Davalı, yanıt vermemiştir.

Mahkemece, davalının üçüncü kişi konumunda olduğu, T.M.K."nun 1023 ve 1025/2.maddelerinden yararlanacağı gerekçeleriyle davanın reddine karar verilmiştir.

Karar, davacı vekili tarafından süresinde temyiz edilmiş olmakla; Tetkik Hakimi Sadettin Akyol"un raporu okundu, düşüncesi alındı. Dosya incelendi, gereği görüşülüp, düşünüldü.

KARAR

Dava, yolsuz tescil nedeniyle sicil kaydının düzeltilmesi isteğine ilişkindir.

Mahkemece, son kayıt maliki davalının iyiniyetli üçüncü kişi konumunda olduğu gerekçesiyle davanın reddine karar verilmiştir.

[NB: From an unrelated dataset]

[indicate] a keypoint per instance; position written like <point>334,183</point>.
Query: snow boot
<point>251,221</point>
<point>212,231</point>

Dosya içeriği ve toplanan delillerden; davacı Hazine, Mahkeme"nin 26.6.1997 tarih 1996/318 Es. 1997/359 Kr. sayılı ilamının hatalı olarak sicile yansıtıldığını ve dava dışı şirket adına fazla pay yazıldığını, anılan şirketinde payını davalıya satış suretiyle temlik ettiğini ileri sürerek, Türk Medeni Kanununun 1025 ve 1007. maddesine dayanarak eldeki davayı açmıştır.

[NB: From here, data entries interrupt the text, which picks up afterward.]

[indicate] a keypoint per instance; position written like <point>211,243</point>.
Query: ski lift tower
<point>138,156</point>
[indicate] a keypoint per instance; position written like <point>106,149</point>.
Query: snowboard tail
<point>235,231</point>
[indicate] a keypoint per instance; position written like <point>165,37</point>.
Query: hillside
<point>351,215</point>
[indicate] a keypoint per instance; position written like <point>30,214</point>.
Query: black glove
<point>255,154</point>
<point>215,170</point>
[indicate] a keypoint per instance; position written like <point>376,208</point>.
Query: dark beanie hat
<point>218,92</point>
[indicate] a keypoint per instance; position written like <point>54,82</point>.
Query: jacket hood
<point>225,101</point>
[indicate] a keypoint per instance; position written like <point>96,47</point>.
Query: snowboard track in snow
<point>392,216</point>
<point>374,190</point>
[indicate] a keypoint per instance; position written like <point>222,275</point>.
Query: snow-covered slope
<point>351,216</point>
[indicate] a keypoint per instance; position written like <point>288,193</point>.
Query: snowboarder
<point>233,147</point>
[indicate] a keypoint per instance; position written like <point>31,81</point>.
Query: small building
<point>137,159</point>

Her nekadar, tapu iptal ve tescil isteme hakkı kayıt maliki veya onun mirasçılarına ait ise de; Hazinenin Türk Medeni Kanununun 1007. maddesinden kaynaklanan tapu sicilinin tutulmasından doğan kusursuz sorumluluk ilkesine göre bütün zararlardan sorumlu olup, eldeki davayı açmakta hukuki yararının da bulunduğu kuşkusuzdur.

Böyle bir durumda; asıl kayıt maliklerinin tapu sicil tüzüğünün 85. maddesi uyarınca işlem yapılmasını sağlamaları mümkün olduğu gibi doğrudan dava açmak suretiyle tapu kaydının düzeltilmesini istemelerine yasal bir engel yoktur.

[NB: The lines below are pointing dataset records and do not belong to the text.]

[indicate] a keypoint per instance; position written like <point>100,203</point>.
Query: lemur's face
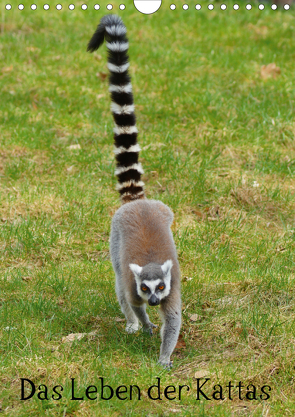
<point>153,281</point>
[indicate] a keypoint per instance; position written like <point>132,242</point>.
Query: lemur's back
<point>144,231</point>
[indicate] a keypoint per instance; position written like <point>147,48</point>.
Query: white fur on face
<point>136,269</point>
<point>152,284</point>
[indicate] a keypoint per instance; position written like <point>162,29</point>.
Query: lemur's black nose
<point>153,300</point>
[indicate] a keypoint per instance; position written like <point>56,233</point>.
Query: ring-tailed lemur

O halde, Mahkemenin yukarıda anılan ilamı ile lehine tescil kararı verilen A... Ş....ye ölmüşse mirasçılarına davanın ihbar edilmesi, dava açmaları halinde eldeki dava ile birleştirilmesi ve yürütülmesi zorunludur. Bu usul kuralı gözardı edilerek hüküm kurulması isabetli değildir.

Kabule göre de; mahkemece son kayıt maliki iyiniyetli kabul edilmiş ise de bu yönde hükme yeterli bir inceleme ve araştırma yapıldığı da söylenemez.

Bilindiği üzere, Hukukumuzda, diğer çağdaş hukuk sistemlerinde olduğu gibi kişilerin huzur ve güven içerisinde alış verişte bulunmaları satın aldıkları şeylerin ilerde kendilerinden alınabileceği endişelerini taşımamaları, dolayısıyla toplum düzenini sağlamak düşüncesiyle, alan kişinin iyi niyetinin korunması ilkesi kabul edilmiştir. Bu amaçla Medeni Kanunun 2.maddesinin genel hükmü yanında menkul mallarda 988 ve 989, tapulu taşınmazların el değiştirmesinde ise 1023.maddesinin özel hükümleri getirilmiştir.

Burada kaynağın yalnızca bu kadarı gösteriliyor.